Firms that succeed with AI typically scale slowly, building on what has worked. This could mean applying the same technology to new teams, or tackling a different workflow that presents similar challenges.
Final Word
AI is already improving how advice firms operate. Those that start with a clear purpose, good data, and strong internal support are seeing meaningful improvements in efficiency and compliance. With a practical first use case and a willingness to learn as you go, AI can become a valuable part of your firm’s operations.
FAQ: AI Implementation in Financial Advice Firms
Where should a financial advice firm begin with AI?
Start by identifying a single business goal. This could be reducing time spent on meeting administration, or increasing the coverage of QA reviews. From there, choose one pilot project and evaluate the results before expanding.

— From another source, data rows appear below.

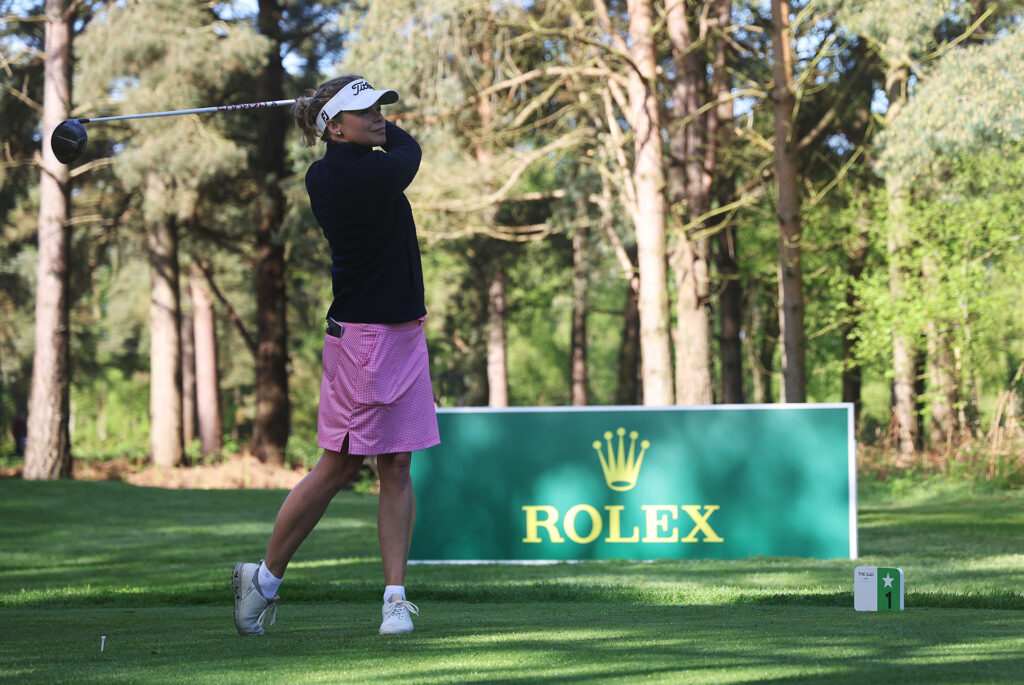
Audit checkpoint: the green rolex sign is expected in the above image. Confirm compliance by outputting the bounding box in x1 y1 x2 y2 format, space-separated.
411 404 857 560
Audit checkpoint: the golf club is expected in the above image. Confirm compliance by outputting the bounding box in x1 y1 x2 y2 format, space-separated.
50 100 295 164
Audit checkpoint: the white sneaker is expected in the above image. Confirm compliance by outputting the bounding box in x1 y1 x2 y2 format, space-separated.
231 563 280 635
377 599 420 635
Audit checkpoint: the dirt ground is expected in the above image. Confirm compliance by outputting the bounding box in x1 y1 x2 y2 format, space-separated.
0 455 308 489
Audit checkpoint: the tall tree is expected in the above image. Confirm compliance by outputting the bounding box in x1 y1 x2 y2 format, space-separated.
145 171 184 468
771 0 807 402
253 0 292 464
188 262 223 457
666 2 718 404
25 0 77 480
628 0 674 405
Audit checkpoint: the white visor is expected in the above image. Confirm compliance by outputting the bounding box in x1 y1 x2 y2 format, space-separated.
316 79 398 133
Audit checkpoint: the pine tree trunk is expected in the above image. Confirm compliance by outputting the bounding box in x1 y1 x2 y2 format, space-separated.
628 0 674 405
487 266 509 406
253 0 291 464
569 224 588 406
708 0 745 404
715 225 745 404
615 275 643 406
181 311 196 447
145 172 182 468
24 0 74 480
190 266 224 457
744 294 778 404
771 0 807 402
843 210 869 426
666 3 715 404
886 62 920 458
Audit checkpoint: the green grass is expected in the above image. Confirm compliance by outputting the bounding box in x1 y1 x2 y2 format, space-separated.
0 480 1024 683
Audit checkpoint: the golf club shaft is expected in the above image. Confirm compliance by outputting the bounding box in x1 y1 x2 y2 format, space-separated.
79 100 295 124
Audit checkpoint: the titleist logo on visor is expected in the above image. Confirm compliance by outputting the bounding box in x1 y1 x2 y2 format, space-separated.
316 79 398 133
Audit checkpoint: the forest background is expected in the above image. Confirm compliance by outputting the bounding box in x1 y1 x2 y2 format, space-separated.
0 0 1024 485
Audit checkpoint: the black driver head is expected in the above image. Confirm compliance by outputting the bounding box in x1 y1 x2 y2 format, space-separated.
50 119 89 164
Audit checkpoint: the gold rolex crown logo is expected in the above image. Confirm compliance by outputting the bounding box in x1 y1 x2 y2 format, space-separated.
593 428 650 493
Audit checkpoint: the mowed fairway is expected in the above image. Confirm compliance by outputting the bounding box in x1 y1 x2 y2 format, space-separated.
0 480 1024 683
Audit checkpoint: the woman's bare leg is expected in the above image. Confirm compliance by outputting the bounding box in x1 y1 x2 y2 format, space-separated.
377 452 416 585
263 438 364 577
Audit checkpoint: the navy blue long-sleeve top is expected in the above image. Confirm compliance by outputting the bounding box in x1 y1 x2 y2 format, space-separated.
306 122 427 324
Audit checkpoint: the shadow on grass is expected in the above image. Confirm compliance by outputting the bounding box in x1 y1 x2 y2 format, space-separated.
8 601 1024 683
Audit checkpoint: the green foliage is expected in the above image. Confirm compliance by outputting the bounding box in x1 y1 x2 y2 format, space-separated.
0 480 1024 683
857 147 1024 417
882 27 1024 184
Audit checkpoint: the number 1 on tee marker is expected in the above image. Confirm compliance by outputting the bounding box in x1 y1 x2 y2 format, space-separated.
853 566 903 611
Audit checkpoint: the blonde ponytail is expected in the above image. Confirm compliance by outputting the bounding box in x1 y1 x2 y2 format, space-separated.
292 74 362 147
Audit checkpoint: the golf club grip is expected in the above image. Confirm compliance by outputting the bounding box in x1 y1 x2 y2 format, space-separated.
79 99 295 124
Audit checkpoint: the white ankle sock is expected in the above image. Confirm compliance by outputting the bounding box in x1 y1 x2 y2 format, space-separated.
256 561 282 599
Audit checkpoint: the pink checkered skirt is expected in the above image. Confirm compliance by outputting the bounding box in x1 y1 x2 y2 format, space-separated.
316 319 440 455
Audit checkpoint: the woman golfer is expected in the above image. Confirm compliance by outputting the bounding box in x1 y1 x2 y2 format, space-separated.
231 75 440 635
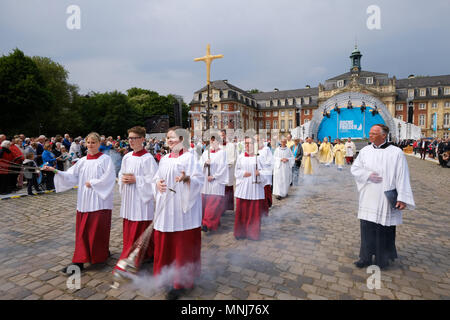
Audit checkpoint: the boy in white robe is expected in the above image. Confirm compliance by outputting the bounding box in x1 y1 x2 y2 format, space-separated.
273 137 295 200
43 132 116 274
351 124 415 269
234 137 267 240
200 136 229 232
115 126 158 269
153 127 204 299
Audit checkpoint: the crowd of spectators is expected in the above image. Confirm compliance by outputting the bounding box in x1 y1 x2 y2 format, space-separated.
0 133 168 195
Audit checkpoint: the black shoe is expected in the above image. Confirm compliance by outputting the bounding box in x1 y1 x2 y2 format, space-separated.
166 288 186 300
353 260 372 268
61 263 84 275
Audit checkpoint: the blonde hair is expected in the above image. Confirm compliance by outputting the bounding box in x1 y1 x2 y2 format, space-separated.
85 132 100 142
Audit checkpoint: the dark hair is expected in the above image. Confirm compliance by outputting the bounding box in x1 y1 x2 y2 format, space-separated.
373 123 389 135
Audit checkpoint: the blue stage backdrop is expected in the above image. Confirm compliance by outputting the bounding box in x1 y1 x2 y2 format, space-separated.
317 107 385 141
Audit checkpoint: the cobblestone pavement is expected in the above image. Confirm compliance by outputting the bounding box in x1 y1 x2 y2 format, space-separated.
0 157 450 300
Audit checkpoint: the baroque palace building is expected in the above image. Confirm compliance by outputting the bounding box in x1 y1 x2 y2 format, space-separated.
190 47 450 138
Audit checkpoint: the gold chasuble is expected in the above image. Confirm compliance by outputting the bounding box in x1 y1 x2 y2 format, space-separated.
302 142 319 174
319 142 333 163
333 143 345 166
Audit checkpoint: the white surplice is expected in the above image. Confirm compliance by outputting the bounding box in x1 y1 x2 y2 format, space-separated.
200 149 229 196
119 152 158 221
351 145 415 226
54 154 116 212
258 145 274 185
153 151 204 232
345 141 356 157
273 147 295 197
234 152 268 200
220 142 237 186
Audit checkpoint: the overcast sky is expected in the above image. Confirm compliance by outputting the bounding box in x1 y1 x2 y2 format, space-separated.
0 0 450 102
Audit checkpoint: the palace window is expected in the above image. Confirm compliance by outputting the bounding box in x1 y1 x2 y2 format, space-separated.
419 114 425 127
444 113 450 128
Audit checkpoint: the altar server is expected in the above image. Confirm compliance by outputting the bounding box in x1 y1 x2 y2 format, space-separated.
200 136 229 232
153 127 204 299
43 132 116 274
116 126 158 269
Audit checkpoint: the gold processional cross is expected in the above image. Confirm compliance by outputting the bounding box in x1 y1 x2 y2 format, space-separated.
194 43 223 85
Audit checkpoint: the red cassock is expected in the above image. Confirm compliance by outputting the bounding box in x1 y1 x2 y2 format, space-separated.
153 228 202 289
202 194 225 231
224 186 234 210
114 219 155 271
234 198 267 240
72 209 111 264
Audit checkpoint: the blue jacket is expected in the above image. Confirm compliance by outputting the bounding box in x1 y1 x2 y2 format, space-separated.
42 150 56 167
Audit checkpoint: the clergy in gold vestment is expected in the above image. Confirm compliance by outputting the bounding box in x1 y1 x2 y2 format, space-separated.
319 137 333 166
333 139 345 170
302 138 319 174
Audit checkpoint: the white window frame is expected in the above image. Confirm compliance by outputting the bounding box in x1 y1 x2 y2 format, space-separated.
442 113 450 128
419 114 426 127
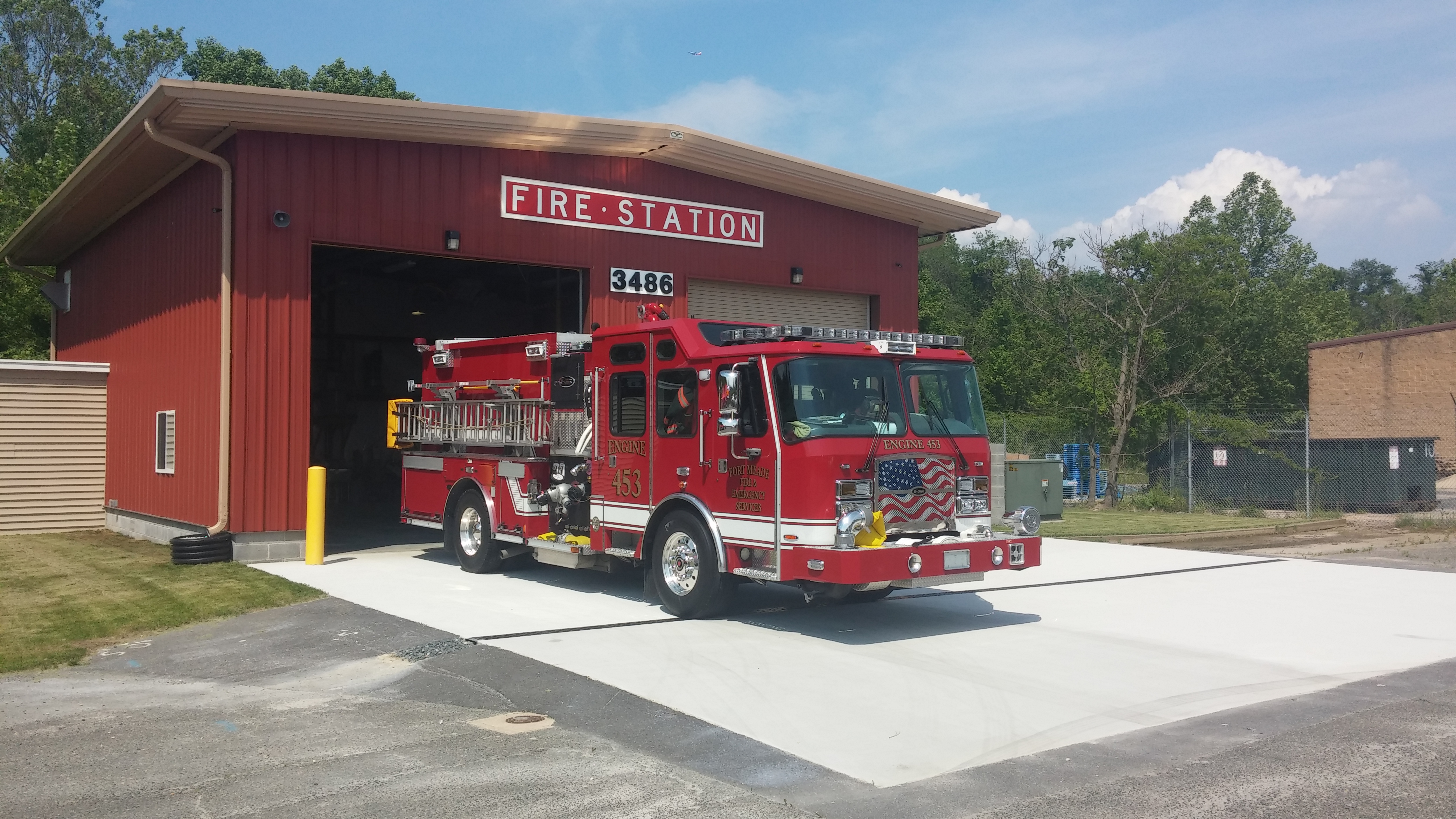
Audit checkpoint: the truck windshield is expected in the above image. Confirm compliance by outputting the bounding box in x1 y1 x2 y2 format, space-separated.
773 356 903 442
900 362 986 436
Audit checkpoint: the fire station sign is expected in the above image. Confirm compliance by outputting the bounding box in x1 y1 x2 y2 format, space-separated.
501 176 763 248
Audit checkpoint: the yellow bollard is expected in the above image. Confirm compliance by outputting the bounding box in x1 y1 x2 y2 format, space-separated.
303 466 329 566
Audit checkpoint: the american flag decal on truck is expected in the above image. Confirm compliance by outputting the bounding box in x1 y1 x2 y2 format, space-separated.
875 455 955 526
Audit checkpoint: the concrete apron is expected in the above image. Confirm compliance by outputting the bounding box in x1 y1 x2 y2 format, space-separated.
256 539 1456 787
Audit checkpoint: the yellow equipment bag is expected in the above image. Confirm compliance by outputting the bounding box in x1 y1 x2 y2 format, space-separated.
384 398 415 449
855 511 885 550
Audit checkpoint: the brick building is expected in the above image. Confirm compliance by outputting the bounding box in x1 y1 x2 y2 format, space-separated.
1309 322 1456 474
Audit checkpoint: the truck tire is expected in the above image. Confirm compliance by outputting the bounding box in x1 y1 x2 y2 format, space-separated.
170 532 233 566
446 490 501 574
845 586 895 603
646 511 738 620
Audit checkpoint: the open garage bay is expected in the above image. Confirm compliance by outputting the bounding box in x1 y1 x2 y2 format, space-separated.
258 539 1456 787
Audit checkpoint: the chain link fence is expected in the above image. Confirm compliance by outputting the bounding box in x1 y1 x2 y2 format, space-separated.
987 402 1456 520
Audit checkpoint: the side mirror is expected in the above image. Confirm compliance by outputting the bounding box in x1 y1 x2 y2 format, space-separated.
718 370 743 436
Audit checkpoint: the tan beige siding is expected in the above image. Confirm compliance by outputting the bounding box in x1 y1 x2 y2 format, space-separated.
0 362 106 533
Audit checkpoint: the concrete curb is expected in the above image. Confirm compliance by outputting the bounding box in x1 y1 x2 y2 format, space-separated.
1095 517 1347 546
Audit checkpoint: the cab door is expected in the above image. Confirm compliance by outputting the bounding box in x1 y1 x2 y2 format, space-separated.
651 334 713 506
591 332 652 542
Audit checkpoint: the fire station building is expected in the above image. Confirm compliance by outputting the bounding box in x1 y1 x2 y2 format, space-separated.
0 80 999 560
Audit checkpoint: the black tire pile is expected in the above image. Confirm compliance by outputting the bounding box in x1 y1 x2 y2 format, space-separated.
172 532 233 566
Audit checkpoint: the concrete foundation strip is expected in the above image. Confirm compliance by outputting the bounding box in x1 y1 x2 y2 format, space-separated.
463 558 1284 643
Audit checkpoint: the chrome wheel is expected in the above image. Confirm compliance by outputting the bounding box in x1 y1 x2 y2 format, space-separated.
460 506 483 557
663 532 698 597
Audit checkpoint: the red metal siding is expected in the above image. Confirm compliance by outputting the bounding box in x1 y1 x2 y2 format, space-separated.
58 131 917 532
55 159 221 526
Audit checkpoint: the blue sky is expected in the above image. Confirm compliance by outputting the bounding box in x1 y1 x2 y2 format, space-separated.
103 0 1456 275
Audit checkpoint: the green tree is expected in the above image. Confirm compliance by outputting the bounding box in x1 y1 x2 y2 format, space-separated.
1184 173 1354 408
1335 259 1418 332
0 0 186 358
182 36 416 99
1412 259 1456 325
920 173 1351 498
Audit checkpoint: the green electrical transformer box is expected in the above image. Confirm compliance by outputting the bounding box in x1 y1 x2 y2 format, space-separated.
1006 457 1062 520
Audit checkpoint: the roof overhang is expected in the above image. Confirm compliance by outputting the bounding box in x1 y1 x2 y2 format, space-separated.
0 79 1000 265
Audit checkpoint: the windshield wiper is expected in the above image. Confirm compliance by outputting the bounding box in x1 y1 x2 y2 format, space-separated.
859 395 890 475
923 401 970 469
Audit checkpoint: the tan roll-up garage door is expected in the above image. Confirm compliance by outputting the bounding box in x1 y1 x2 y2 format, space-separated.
687 278 869 323
0 360 109 533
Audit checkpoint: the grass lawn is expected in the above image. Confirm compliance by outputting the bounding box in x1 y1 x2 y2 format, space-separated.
1041 507 1303 538
0 531 323 672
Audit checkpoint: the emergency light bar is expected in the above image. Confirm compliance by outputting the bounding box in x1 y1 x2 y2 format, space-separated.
722 323 965 346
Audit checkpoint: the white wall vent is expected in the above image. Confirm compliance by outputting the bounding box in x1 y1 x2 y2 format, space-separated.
157 410 178 475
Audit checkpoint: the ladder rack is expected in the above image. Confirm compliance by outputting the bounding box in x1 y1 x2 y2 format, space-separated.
394 399 552 446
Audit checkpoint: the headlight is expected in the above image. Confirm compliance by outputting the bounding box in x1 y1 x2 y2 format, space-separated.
955 496 992 517
955 475 992 492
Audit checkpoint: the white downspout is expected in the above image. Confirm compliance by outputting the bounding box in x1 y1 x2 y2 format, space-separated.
141 118 233 535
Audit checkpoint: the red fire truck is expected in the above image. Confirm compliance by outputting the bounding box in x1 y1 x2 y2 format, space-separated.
389 312 1041 616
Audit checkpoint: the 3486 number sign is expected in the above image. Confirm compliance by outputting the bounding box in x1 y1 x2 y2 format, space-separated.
611 267 673 299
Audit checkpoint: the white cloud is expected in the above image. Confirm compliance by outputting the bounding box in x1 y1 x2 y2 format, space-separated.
1057 147 1446 265
625 77 798 141
935 188 1037 242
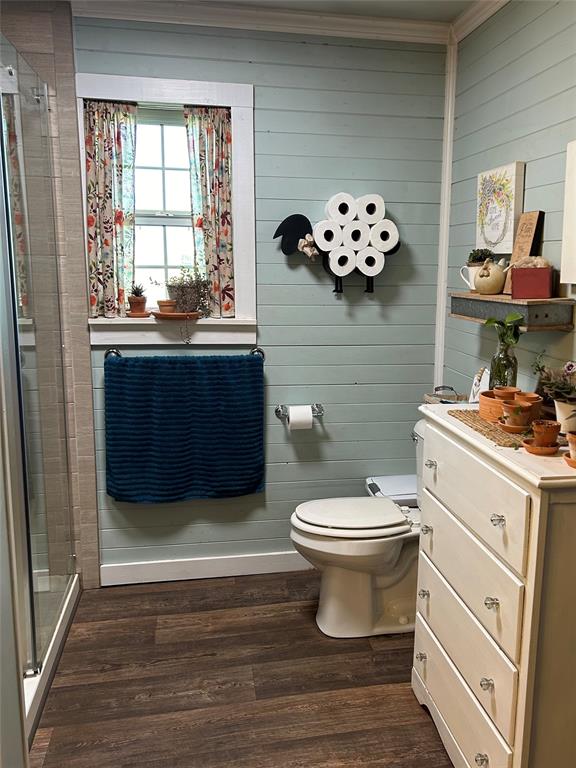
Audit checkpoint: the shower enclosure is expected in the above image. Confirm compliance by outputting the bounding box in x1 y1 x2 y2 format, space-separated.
0 38 75 696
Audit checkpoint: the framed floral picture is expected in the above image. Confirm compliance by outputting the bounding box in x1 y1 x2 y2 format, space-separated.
476 162 525 253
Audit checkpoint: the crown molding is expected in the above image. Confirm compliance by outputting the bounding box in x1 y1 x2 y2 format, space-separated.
72 0 450 45
452 0 510 43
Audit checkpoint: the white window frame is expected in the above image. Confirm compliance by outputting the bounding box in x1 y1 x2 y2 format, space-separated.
76 73 256 344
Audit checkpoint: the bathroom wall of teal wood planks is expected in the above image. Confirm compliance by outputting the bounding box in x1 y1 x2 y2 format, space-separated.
75 19 445 563
445 0 576 392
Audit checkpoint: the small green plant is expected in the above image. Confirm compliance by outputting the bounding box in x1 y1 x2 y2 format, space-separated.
468 248 494 264
532 352 576 404
484 312 524 347
130 283 146 297
166 267 211 317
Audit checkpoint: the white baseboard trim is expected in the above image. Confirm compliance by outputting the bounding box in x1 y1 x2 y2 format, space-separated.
24 574 80 742
100 550 312 587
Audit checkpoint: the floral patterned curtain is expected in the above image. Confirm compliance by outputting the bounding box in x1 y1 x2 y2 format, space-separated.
2 93 30 317
184 106 234 317
84 101 137 317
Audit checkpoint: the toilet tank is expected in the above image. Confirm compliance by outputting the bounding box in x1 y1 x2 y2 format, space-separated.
412 419 426 506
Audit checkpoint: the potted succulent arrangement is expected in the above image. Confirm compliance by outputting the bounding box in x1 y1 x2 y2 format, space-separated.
484 312 524 389
128 283 149 317
460 248 494 292
532 354 576 433
166 267 211 317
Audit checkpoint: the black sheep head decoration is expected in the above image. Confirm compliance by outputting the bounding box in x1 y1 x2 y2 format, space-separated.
274 192 400 293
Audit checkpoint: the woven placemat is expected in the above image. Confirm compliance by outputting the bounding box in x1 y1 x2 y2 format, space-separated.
448 408 523 448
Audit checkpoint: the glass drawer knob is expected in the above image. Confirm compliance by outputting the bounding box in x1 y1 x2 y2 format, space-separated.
420 525 434 536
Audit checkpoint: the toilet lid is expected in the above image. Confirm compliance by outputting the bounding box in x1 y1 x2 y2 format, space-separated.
296 496 407 536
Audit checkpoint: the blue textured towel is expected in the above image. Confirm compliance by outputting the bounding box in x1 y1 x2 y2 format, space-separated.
104 355 264 503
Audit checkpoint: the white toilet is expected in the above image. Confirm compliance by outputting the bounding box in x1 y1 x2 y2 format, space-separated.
290 421 424 637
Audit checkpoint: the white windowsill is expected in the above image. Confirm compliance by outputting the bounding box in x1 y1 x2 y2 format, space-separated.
88 317 257 347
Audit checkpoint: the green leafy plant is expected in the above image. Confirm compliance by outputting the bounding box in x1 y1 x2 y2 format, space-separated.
468 248 494 264
166 267 211 317
484 312 524 347
130 283 146 297
532 352 576 402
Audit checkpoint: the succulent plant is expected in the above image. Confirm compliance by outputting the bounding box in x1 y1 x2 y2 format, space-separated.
130 283 146 297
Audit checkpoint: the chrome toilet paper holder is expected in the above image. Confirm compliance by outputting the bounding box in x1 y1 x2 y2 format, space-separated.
274 403 324 421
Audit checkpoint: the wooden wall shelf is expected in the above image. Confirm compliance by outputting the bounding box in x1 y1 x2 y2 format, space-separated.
450 291 576 333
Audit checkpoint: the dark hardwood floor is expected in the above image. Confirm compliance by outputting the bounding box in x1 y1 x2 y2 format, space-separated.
31 571 451 768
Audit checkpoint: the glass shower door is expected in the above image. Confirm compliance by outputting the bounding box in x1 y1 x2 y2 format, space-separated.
0 39 75 674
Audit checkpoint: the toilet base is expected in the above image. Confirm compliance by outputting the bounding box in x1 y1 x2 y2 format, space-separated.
316 563 417 638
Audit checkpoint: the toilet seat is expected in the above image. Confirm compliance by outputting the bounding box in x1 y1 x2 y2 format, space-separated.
292 497 411 539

How can AI help financial advisers?
AI can take over repetitive tasks like meeting summaries, compliance checks, or document reviews. This allows advisers to spend more time with clients and less time on paperwork.
Do small firms have enough data for AI to work?
Yes. A large dataset is not required. What matters is that the data is structured, accurate, and accessible. Even small firms can benefit from AI tools if the inputs are reliable.
Will AI replace the role of the adviser?
No. AI is designed to support human expertise, not replace it. Advisers still play a key role in building relationships, understanding client needs, and applying judgement.